In his subsequent works, Tolstoy was to complete these precepts of moral hygiene. He was anxious to achieve the cure of the soul, to replenish its energy, by proscribing the vicious pleasures which deaden the conscience[9] and the cruel pleasures which kill it.[10] He himself set the example. In 1884, he sacrificed his most deeply rooted passion: his love of the chase.[11] He practised abstinence, which strengthens the will. So an athlete may subject himself to some painful discipline that he may grapple with it and conquer.

What shall we do? marks the first stage of the difficult journey upon which Tolstoy was about to embark, quitting the relative peace of religious meditation for the social maelstrom. It was then that the twenty years’ war commenced which the old prophet of Yasnaya Polyana waged in the name of the Gospel, single-handed, outside the limits of all parties, and condemning all; a war upon the crimes and lies of civilisation.


  1. “I had hitherto passed my whole life away from the city.” (What shall we do?)
  2. Tolstoy has many times expressed his antipathy for the “ascetics, who live for themselves only, apart from their fellows.” He puts them in the same class as the conceited and ignorant revolutionists, “who pretend to do good to others without knowing what it is that they themselves need… I love these two categories of men with the same love, but I hate their doctrines with the same hate. The only doctrine is that which orders a constant activity, an existence which responds to the aspirations of the soul and endeavours to realise the happiness of others. Such is the Christian doctrine. Equally remote from religious quietism and the arrogant pretensions of the revolutionists, who seek to transform the world without knowing in what real happiness consists.” (Letters to a friend, published in the volume entitled Cruel Pleasures, 1895.)
  3. A daguerreotype of 1885, reproduced in What shall we do? in the complete French edition.
  4. What shall we do?
  5. All the first part of the book (the first fifteen chapters).
  6. “The true cause of poverty is the accumulation of riches in the hands of those who do not produce, and are concentrated in the cities.

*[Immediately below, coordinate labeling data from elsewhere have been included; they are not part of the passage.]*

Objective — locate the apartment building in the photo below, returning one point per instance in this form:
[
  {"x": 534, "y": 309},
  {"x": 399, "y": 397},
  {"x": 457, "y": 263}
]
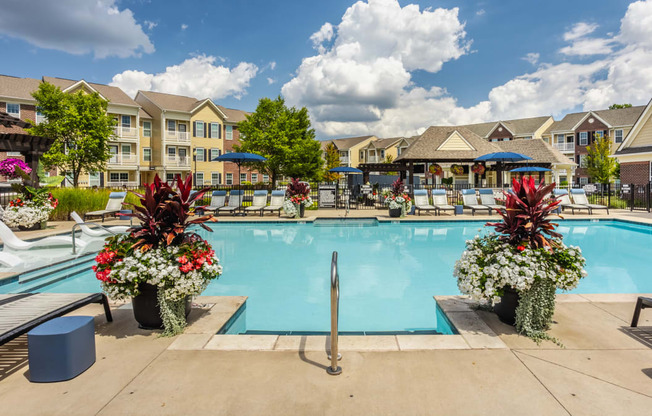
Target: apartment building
[
  {"x": 635, "y": 152},
  {"x": 232, "y": 138},
  {"x": 576, "y": 131},
  {"x": 352, "y": 149}
]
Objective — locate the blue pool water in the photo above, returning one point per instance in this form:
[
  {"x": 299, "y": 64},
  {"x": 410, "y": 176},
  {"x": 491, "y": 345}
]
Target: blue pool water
[{"x": 388, "y": 272}]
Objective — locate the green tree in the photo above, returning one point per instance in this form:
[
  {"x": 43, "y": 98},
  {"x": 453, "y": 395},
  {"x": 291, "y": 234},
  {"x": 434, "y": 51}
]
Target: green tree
[
  {"x": 617, "y": 106},
  {"x": 602, "y": 168},
  {"x": 80, "y": 127},
  {"x": 284, "y": 136},
  {"x": 332, "y": 161}
]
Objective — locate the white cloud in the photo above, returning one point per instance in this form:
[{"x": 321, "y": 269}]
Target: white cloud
[
  {"x": 76, "y": 26},
  {"x": 532, "y": 58},
  {"x": 150, "y": 25},
  {"x": 196, "y": 77},
  {"x": 579, "y": 30}
]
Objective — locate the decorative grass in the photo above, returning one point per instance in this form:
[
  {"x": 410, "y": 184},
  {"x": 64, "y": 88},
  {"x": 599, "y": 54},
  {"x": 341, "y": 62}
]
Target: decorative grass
[{"x": 82, "y": 201}]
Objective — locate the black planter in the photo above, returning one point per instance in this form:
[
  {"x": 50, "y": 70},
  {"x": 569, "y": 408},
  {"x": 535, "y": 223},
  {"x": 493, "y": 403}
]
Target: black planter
[
  {"x": 146, "y": 310},
  {"x": 506, "y": 309},
  {"x": 395, "y": 213}
]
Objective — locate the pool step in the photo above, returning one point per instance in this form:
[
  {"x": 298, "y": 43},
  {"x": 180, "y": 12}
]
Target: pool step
[
  {"x": 48, "y": 270},
  {"x": 51, "y": 277}
]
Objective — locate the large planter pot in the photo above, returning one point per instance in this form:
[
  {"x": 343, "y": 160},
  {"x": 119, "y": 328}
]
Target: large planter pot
[
  {"x": 506, "y": 309},
  {"x": 395, "y": 213},
  {"x": 146, "y": 310}
]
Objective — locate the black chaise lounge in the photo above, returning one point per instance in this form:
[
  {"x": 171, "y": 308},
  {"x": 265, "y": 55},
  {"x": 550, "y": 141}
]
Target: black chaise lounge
[
  {"x": 19, "y": 313},
  {"x": 641, "y": 303}
]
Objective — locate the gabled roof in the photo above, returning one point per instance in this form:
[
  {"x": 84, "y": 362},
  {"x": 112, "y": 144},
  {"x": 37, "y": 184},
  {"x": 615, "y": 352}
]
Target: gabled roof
[
  {"x": 537, "y": 149},
  {"x": 20, "y": 88},
  {"x": 112, "y": 94},
  {"x": 346, "y": 142},
  {"x": 518, "y": 127},
  {"x": 616, "y": 118},
  {"x": 426, "y": 145},
  {"x": 233, "y": 115}
]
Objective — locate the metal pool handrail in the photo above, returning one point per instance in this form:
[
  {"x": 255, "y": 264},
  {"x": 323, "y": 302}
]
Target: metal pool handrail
[
  {"x": 334, "y": 369},
  {"x": 78, "y": 225}
]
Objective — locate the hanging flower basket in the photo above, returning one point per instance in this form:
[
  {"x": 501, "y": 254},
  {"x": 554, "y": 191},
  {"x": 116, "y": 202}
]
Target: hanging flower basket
[
  {"x": 478, "y": 168},
  {"x": 436, "y": 170},
  {"x": 457, "y": 169}
]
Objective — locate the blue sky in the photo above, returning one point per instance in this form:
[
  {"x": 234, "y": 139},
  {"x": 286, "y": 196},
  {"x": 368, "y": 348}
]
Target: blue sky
[{"x": 373, "y": 67}]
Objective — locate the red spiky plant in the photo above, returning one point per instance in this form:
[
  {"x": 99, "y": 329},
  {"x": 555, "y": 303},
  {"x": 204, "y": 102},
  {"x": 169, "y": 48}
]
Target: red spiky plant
[
  {"x": 526, "y": 218},
  {"x": 165, "y": 214}
]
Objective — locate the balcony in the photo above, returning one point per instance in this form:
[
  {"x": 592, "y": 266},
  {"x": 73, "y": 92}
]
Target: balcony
[
  {"x": 564, "y": 147},
  {"x": 129, "y": 133},
  {"x": 177, "y": 136},
  {"x": 178, "y": 162},
  {"x": 123, "y": 160}
]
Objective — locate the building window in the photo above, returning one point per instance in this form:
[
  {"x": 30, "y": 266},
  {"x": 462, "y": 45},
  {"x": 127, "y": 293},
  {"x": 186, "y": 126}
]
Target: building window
[
  {"x": 13, "y": 109},
  {"x": 147, "y": 129},
  {"x": 216, "y": 178},
  {"x": 618, "y": 136},
  {"x": 215, "y": 153},
  {"x": 118, "y": 177},
  {"x": 215, "y": 130}
]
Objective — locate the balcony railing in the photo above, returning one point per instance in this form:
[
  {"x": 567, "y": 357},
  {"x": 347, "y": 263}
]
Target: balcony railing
[
  {"x": 177, "y": 136},
  {"x": 178, "y": 161},
  {"x": 565, "y": 147},
  {"x": 123, "y": 159},
  {"x": 125, "y": 132}
]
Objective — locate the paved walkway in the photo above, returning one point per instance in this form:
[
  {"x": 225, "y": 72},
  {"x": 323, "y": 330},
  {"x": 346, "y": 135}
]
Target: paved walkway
[{"x": 604, "y": 369}]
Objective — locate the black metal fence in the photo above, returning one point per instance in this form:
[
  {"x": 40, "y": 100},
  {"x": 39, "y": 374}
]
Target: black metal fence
[{"x": 620, "y": 196}]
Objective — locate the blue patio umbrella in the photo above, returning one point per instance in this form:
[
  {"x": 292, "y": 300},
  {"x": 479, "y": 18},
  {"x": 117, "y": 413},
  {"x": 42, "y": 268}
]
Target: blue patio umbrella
[
  {"x": 530, "y": 169},
  {"x": 501, "y": 157},
  {"x": 239, "y": 158}
]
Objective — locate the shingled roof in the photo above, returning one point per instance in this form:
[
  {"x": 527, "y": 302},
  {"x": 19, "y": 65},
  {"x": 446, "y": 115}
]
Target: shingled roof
[
  {"x": 616, "y": 118},
  {"x": 519, "y": 127},
  {"x": 426, "y": 145},
  {"x": 537, "y": 149}
]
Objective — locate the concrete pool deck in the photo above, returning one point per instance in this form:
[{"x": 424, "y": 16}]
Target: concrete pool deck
[{"x": 605, "y": 368}]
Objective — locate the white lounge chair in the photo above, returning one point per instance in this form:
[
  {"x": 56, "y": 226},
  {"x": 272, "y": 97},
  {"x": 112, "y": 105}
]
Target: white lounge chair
[
  {"x": 259, "y": 202},
  {"x": 440, "y": 201},
  {"x": 98, "y": 230},
  {"x": 234, "y": 203},
  {"x": 487, "y": 199},
  {"x": 470, "y": 201},
  {"x": 579, "y": 198},
  {"x": 275, "y": 203},
  {"x": 11, "y": 241},
  {"x": 218, "y": 200},
  {"x": 113, "y": 206},
  {"x": 421, "y": 202},
  {"x": 565, "y": 201}
]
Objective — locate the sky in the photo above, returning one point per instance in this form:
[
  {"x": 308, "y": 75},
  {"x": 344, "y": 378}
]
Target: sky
[{"x": 382, "y": 67}]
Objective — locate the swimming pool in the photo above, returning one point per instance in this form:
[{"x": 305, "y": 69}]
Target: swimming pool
[{"x": 389, "y": 272}]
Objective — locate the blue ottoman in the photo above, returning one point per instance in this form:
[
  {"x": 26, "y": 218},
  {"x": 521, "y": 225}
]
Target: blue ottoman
[{"x": 61, "y": 348}]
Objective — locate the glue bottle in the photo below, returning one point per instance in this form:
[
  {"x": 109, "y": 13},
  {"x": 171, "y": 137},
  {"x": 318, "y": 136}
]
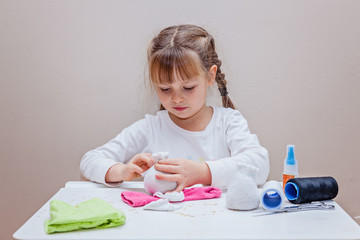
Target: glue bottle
[{"x": 290, "y": 165}]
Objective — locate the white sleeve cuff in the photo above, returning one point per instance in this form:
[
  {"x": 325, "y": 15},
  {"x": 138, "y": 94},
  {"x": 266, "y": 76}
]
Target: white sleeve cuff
[
  {"x": 218, "y": 173},
  {"x": 101, "y": 170}
]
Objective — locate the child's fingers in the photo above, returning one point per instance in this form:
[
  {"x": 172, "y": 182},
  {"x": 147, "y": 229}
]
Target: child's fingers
[
  {"x": 173, "y": 161},
  {"x": 146, "y": 158},
  {"x": 166, "y": 168},
  {"x": 137, "y": 169}
]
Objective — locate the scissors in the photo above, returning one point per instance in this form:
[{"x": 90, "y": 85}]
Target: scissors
[{"x": 302, "y": 207}]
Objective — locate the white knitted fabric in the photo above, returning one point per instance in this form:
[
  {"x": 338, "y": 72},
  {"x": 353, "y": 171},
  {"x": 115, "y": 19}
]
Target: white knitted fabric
[
  {"x": 151, "y": 184},
  {"x": 242, "y": 193}
]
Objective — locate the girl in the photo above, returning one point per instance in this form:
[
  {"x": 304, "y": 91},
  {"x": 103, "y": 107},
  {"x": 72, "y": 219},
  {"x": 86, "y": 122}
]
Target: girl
[{"x": 205, "y": 143}]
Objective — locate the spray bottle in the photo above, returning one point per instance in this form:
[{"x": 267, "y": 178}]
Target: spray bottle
[{"x": 290, "y": 165}]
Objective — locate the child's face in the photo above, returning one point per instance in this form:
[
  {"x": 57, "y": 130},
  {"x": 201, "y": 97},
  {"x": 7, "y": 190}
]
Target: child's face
[{"x": 184, "y": 98}]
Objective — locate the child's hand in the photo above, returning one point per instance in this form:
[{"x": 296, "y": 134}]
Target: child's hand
[
  {"x": 185, "y": 172},
  {"x": 126, "y": 172}
]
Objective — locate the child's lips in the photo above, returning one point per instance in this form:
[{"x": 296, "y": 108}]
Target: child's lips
[{"x": 180, "y": 108}]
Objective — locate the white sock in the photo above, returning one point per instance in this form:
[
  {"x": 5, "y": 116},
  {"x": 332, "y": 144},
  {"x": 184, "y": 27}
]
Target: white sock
[{"x": 242, "y": 193}]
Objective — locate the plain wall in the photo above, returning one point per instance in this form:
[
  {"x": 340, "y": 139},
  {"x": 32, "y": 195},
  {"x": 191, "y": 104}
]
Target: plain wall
[{"x": 72, "y": 77}]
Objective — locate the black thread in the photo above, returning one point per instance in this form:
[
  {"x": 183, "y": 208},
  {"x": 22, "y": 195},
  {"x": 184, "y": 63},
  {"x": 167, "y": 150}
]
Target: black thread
[{"x": 303, "y": 190}]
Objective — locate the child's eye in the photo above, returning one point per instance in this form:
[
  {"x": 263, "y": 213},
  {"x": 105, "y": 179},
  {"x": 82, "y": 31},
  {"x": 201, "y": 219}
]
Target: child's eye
[{"x": 189, "y": 88}]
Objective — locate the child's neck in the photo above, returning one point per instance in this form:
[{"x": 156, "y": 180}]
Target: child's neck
[{"x": 195, "y": 123}]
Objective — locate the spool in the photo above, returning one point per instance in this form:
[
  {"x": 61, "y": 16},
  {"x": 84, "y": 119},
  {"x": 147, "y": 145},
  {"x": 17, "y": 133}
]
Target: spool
[
  {"x": 272, "y": 196},
  {"x": 303, "y": 190}
]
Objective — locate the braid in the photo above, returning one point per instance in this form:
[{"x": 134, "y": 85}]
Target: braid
[{"x": 220, "y": 77}]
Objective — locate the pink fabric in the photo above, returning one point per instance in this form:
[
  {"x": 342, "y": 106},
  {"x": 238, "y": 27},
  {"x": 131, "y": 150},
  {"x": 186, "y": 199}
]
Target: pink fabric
[{"x": 138, "y": 199}]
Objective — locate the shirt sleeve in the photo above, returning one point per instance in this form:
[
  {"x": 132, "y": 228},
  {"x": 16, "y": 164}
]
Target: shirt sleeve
[
  {"x": 132, "y": 140},
  {"x": 244, "y": 148}
]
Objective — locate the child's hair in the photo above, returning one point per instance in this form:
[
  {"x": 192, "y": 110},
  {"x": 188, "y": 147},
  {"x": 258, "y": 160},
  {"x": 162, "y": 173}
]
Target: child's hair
[{"x": 185, "y": 51}]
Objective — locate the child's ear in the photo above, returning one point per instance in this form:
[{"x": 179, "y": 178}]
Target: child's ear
[{"x": 212, "y": 73}]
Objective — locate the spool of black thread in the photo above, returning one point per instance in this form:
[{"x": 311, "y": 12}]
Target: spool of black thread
[{"x": 303, "y": 190}]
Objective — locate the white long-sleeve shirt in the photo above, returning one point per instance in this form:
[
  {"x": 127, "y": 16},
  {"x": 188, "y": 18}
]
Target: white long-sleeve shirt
[{"x": 225, "y": 142}]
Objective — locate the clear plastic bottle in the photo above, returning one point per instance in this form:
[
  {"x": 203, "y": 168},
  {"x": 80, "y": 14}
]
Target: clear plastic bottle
[{"x": 290, "y": 165}]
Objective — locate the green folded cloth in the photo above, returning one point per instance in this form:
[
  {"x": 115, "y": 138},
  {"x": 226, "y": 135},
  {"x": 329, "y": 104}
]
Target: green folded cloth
[{"x": 94, "y": 213}]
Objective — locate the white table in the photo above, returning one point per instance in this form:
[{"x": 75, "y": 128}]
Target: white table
[{"x": 204, "y": 219}]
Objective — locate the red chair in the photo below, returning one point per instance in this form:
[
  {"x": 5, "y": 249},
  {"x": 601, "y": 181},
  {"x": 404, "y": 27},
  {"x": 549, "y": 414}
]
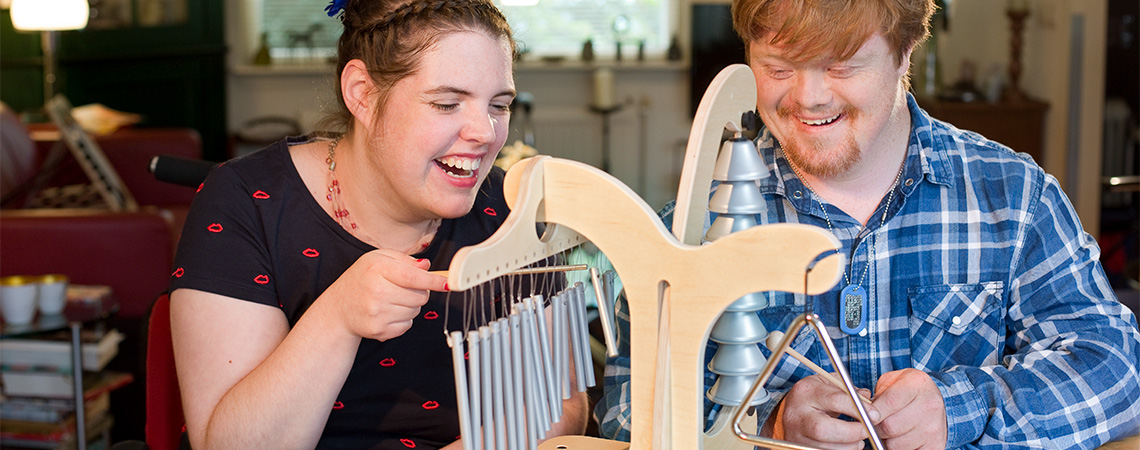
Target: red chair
[{"x": 163, "y": 400}]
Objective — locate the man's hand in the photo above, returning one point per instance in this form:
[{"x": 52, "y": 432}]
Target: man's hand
[
  {"x": 809, "y": 415},
  {"x": 912, "y": 411}
]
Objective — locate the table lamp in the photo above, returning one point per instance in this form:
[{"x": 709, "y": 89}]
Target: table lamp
[{"x": 49, "y": 16}]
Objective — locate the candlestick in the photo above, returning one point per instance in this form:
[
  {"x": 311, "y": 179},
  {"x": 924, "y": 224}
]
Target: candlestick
[
  {"x": 603, "y": 89},
  {"x": 1017, "y": 13}
]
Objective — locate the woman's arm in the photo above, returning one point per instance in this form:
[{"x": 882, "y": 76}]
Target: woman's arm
[
  {"x": 246, "y": 379},
  {"x": 249, "y": 381}
]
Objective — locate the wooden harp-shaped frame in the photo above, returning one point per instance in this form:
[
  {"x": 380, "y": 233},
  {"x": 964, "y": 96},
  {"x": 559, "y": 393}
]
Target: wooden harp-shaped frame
[{"x": 676, "y": 288}]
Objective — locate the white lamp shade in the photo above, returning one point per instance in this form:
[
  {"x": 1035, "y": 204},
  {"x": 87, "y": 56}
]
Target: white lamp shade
[{"x": 49, "y": 15}]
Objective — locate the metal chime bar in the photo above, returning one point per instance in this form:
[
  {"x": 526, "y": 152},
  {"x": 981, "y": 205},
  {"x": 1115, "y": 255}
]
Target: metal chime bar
[{"x": 512, "y": 385}]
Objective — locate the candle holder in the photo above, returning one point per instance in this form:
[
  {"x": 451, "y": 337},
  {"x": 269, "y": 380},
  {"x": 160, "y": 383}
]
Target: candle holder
[
  {"x": 1017, "y": 16},
  {"x": 605, "y": 112}
]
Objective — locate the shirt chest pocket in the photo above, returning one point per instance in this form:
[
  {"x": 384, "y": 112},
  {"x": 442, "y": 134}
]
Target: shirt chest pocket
[{"x": 955, "y": 324}]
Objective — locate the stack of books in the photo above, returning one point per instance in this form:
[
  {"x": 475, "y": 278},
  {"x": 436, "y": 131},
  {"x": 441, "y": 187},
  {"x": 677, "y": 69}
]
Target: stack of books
[{"x": 37, "y": 381}]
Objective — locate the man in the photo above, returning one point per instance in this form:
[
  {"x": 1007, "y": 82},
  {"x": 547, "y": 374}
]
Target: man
[{"x": 988, "y": 320}]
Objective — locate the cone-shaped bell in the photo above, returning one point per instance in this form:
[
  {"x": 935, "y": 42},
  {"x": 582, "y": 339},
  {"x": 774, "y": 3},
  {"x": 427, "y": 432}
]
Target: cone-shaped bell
[
  {"x": 751, "y": 302},
  {"x": 737, "y": 197},
  {"x": 743, "y": 327},
  {"x": 731, "y": 391},
  {"x": 739, "y": 161},
  {"x": 729, "y": 223},
  {"x": 741, "y": 359}
]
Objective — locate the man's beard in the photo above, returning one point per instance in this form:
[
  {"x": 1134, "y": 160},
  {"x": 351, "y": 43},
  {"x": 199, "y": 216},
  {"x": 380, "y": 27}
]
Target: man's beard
[{"x": 827, "y": 162}]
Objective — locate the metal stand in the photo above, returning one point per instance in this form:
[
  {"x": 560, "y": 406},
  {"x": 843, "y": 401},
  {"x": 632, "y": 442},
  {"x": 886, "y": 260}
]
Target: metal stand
[{"x": 605, "y": 132}]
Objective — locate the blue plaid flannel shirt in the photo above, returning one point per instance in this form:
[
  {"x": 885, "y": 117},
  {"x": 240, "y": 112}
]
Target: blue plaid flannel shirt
[{"x": 983, "y": 278}]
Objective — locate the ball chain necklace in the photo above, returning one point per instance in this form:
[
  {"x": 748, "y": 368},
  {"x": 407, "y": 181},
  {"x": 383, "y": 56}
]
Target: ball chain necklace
[
  {"x": 342, "y": 213},
  {"x": 853, "y": 299},
  {"x": 334, "y": 190}
]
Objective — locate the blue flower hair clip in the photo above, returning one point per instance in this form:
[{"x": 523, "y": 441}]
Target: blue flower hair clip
[{"x": 335, "y": 7}]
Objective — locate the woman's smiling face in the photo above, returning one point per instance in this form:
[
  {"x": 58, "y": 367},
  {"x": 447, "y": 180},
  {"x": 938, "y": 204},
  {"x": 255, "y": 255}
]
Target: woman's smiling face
[{"x": 444, "y": 125}]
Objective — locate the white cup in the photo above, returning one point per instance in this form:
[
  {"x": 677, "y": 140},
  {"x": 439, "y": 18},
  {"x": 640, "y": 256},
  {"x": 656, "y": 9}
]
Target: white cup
[
  {"x": 17, "y": 300},
  {"x": 53, "y": 294}
]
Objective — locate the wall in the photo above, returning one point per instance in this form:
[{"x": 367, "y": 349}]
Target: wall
[
  {"x": 646, "y": 135},
  {"x": 979, "y": 31}
]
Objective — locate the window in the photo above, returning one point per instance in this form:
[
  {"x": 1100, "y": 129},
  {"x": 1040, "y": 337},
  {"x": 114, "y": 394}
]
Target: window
[
  {"x": 299, "y": 29},
  {"x": 560, "y": 27}
]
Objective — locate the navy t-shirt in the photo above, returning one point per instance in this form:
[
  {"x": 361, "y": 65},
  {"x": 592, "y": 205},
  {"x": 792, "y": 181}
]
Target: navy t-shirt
[{"x": 255, "y": 232}]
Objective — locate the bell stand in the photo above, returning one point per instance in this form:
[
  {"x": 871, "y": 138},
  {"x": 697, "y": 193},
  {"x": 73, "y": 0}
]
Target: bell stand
[{"x": 674, "y": 304}]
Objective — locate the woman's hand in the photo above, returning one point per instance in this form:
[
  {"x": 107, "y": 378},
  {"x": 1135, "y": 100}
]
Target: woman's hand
[{"x": 380, "y": 295}]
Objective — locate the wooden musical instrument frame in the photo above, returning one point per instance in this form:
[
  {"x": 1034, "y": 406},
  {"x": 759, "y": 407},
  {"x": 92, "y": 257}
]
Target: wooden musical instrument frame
[{"x": 676, "y": 288}]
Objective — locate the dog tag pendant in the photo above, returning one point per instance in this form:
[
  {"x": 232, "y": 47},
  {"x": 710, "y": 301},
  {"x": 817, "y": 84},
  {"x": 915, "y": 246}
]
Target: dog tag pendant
[{"x": 853, "y": 309}]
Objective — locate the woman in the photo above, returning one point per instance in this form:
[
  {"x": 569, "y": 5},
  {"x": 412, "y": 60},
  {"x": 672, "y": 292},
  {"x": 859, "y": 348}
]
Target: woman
[{"x": 303, "y": 313}]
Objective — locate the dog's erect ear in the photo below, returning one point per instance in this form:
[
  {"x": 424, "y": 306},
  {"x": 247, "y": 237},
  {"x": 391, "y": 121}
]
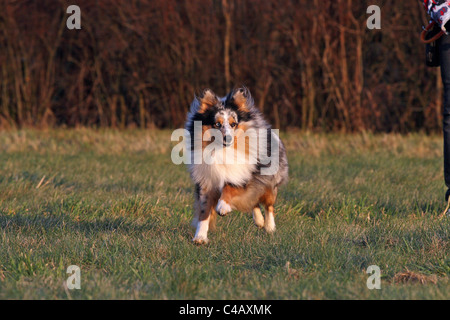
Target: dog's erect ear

The wealthy classes are gathered together in the cities in order to enjoy and to defend themselves. And the poor man comes to feed upon the crumbs of the rich. He is drawn thither by the snare of easy gain: by peddling, begging, swindling, or in the service of immorality.”
  7. “The pivot of the evil is property. Property is merely the means of enjoying the labour of others.” Property, he says again, is that which is not ours: it represents other people. “Man calls his wife, his children, his slaves, his goods his property, but reality shows him his error; and he must renounce his property or suffer and cause others to suffer.”

    Tolstoy was already urging the Russian revolution: “For three or four years now men have cursed us on the highway and called us sluggards and skulkers. The hatred and contempt of the downtrodden people are becoming more intense.” (What shall we do?)

  8. The peasant-revolutionist Bondarev would have had this law recognised as a universal obligation. Tolstoy was then subject to his influence, as also to that of another peasant, Sutayev.—“During the whole of my life two Russian thinkers have had a great moral influence over me, have enriched my mind, and have elucidated for me my own conception of the world. They were two peasants, Sutayev and Bondarev.”(What shall we do?)

    In the same book Tolstoy gives us a portrait of Sutayev, and records a conversation with him.

  9. Vicious Pleasures, or in the French translation Alcohol and Tobacco, 1895.
  10. Cruel Pleasures (the Meat-eaters; War; Hunting), 1895.
  11. The sacrifice was difficult; the passion inherited. He was not sentimental; he never felt much pity for animals. For him all things fell into three planes: “1. Reasoning beings; 2. animals and plants; 3. inanimate matter.” He was not without a trace of native cruelty. He relates the pleasure he felt in watching the struggles of a wolf which he killed. Remorse was of later growth.